Elon Musk isn’t about to catch a hoped-for break from the SEC any time soon. Sources for The Wall Street Journal claim the SEC is investigating whether Musk and his brother Kimbal violated insider trading regulations with recent share sales. Officials are concerned Elon might have told Kimbal he planned to ask Twitter followers about selling Tesla stock, leading the brother to sell 88,500 shares just a day before the November 6th tweet. If so, the company chief might have broken rules barring employees from trading on undisclosed information.
Kimbal Musk has frequently traded Tesla stock at regular intervals under a plan. He didn’t on November 5th, according to an SEC filing.
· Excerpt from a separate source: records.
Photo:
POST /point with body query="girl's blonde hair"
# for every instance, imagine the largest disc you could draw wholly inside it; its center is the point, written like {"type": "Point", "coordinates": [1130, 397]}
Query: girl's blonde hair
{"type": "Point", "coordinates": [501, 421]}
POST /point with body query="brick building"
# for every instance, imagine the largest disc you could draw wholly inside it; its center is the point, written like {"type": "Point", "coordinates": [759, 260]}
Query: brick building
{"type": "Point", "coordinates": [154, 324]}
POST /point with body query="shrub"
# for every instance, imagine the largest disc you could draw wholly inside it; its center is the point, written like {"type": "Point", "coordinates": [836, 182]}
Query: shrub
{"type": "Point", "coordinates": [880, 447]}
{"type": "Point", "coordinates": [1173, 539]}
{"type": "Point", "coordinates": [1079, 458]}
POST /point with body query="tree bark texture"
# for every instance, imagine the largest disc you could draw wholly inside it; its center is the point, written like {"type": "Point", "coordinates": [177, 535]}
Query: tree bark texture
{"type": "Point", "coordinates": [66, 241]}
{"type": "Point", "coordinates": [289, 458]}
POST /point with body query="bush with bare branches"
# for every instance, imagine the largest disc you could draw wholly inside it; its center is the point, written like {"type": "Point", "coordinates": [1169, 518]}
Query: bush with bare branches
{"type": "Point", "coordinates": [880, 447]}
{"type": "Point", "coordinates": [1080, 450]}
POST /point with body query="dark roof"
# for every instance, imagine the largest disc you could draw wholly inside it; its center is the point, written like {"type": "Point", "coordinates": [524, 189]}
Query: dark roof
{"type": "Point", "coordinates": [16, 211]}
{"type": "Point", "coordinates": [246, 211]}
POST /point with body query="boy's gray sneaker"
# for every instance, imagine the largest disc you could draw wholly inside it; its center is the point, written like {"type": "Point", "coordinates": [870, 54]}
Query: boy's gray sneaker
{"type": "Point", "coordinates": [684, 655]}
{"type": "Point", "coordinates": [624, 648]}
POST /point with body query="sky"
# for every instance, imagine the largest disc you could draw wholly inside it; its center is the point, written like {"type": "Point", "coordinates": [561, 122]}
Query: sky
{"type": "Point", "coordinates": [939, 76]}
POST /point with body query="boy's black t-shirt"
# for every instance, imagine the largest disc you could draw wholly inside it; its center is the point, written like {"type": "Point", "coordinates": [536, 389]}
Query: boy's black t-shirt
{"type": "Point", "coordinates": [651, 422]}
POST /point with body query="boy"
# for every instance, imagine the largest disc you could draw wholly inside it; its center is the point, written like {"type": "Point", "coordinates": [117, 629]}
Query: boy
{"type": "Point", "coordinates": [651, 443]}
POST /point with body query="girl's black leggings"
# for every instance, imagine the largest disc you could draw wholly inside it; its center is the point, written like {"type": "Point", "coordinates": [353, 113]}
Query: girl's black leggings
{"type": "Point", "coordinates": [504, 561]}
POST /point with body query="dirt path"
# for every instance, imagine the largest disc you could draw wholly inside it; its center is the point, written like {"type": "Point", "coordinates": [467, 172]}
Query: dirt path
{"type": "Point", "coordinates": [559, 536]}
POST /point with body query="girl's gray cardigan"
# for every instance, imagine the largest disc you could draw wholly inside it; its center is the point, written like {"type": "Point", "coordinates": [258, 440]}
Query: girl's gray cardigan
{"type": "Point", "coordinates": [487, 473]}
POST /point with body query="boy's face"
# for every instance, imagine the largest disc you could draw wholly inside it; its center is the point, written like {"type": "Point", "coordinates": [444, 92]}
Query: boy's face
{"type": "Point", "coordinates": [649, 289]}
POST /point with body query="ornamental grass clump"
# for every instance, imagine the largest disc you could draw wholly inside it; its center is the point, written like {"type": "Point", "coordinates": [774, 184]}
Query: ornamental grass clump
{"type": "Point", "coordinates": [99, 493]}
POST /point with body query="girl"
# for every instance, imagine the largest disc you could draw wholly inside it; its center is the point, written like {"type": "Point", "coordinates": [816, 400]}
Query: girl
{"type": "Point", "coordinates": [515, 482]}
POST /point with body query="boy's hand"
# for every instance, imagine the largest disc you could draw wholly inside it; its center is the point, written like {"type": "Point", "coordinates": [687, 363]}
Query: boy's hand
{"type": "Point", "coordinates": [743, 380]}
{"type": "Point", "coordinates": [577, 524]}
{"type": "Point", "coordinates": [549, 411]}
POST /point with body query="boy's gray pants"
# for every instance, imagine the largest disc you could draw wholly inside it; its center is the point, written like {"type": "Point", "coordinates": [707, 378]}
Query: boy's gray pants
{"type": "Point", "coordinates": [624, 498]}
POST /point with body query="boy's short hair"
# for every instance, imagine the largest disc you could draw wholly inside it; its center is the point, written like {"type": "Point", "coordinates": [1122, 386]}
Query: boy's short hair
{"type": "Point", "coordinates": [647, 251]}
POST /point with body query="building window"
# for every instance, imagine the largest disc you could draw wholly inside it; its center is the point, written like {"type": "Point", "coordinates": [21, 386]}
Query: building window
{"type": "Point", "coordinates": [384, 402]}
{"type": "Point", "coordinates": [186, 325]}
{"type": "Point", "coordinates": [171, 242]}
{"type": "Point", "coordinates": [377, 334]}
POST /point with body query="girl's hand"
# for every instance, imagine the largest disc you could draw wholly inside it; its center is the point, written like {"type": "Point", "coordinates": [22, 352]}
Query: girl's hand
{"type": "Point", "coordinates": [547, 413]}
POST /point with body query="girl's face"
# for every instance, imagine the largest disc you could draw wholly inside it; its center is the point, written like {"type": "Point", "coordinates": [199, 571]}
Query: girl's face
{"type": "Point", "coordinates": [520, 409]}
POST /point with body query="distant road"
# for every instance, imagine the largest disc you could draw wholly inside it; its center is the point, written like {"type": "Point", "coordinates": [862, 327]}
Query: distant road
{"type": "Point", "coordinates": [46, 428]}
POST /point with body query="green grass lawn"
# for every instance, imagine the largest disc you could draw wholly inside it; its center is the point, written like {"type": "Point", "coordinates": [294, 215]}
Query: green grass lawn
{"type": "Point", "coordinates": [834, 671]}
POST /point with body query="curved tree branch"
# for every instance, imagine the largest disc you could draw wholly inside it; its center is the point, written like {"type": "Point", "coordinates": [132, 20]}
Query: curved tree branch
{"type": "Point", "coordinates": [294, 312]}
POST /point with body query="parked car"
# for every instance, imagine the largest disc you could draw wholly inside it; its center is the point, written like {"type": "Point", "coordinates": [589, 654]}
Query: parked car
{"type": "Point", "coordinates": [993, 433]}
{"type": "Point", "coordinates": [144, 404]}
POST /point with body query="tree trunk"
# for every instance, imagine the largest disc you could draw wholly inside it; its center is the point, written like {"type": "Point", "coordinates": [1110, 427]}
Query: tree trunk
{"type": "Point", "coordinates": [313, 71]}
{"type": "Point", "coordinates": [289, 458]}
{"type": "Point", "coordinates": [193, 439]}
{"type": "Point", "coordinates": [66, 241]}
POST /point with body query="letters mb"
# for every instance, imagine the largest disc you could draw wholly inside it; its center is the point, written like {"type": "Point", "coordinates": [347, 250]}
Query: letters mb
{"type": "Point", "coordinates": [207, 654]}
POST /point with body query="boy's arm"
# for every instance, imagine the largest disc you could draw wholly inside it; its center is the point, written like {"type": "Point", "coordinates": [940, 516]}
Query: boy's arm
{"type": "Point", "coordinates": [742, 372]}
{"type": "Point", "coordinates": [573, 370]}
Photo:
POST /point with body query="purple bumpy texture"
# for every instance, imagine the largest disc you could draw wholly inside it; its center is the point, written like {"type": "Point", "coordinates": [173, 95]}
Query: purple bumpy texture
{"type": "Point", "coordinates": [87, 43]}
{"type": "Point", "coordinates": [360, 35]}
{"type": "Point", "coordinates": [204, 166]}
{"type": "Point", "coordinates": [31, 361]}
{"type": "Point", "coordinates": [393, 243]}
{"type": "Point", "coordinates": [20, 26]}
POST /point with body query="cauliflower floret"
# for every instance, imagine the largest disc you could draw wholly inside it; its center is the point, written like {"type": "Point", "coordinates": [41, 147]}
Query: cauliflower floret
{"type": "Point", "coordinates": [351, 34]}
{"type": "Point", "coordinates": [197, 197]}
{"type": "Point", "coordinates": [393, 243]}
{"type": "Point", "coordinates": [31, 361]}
We’ve asked the SEC for comment. Tesla isn’t available for comment as it disbanded its communications team sometime in 2020. Musk clearly isn’t on friendly terms with the Commission, however, as he said a day earlier that he “will finish” a fight he believed the SEC started.
If the report is accurate, the investigation will add more tension to a years-long feud. It began in 2018, when the SEC took action against Musk over tweets about taking the company private. While Musk agreed to a settlement that included approval requirements for any financially relevant social media posts, that wasn’t the end of the fight between the two. The SEC has been looking into Musk’s tweets over the past few years over concerns production-related tweets weren’t approved, and just days ago subpoenaed Tesla for information on the EV maker’s processes for honoring the 2018 settlement.
Musk has publicly sparred with the SEC at the same time. This year, he accused the regulator of conducting a “harassment campaign” that unfairly singled him out and excluded the court from monitoring. The SEC denied the accusations. Whatever the truth behind those claims, it’s safe to presume Musk won’t welcome any new investigation with open arms.